School of Education and Social Policy postdoctoral scholars Karla Thomas (PhD26) and briana rodríguez were named winners of the 2026 National Academy of Education /Spencer Research Fellowship.

The new and distinctive fellowship, designed to help with career pivots, provides recent doctoral graduates with one year of support to advance their research and career searches amid a disrupted academic job market.

The 12 fellows were drawn from the recent NAEd/Spencer Dissertation Fellows, scholars whose promise the Academy has already recognized. They'll each receive $100,000 in research support over the coming year, along with dedicated mentorship from senior members of the field and the professional community of the Academy itself.

About rodríguez: 

Briana k. n. rodríguez (Maya Ch'orti' and Nawa-Pipil) studies questions such as, "What is the purpose of learning?" and "What is the purpose of mathematics learning?"

Rodríguez’s research challenges the notion of math as a universal language by asking, who's universe or worldview? Who's values? Rodríguez collaborates and organizes learning spaces with Maya and Nawa-Pipil communities in Los Angles and in El Salvador focused on stewarding community knowledge. Rodriguez received a National Academy of Education/Spencer Dissertation fellowship in 2024, while pursuing her PhD at the University of Pittsburgh.

About Thomas:

Thomas recently completed her PhD in Human Development and Social Policy with certificates in Black Studies and the Multidisciplinary Program in Education Sciences.

Her dissertation, Smuggling Black Truths: BlackCrit Sensemaking and Fugitivity in Service of Black Educational Futures, was also supported by a National Academy of Education /Spencer Dissertation Fellowship. 

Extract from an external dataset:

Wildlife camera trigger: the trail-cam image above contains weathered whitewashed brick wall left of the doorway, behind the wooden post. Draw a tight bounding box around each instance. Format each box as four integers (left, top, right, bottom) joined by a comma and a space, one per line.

Thomas’s  research, published in the April issue of the Peabody Journal of Education, focuses on how parents, teachers and communities resist and refuse education policies that harm Black and LGBTQ+ students and how they work to create better educational opportunities despite those policies. Her dissertation examined how Black parents and educators understood and responded in the wake of Florida's anti-Black Stop W.O.K.E education laws while also finding ways to expand opportunities for Black students.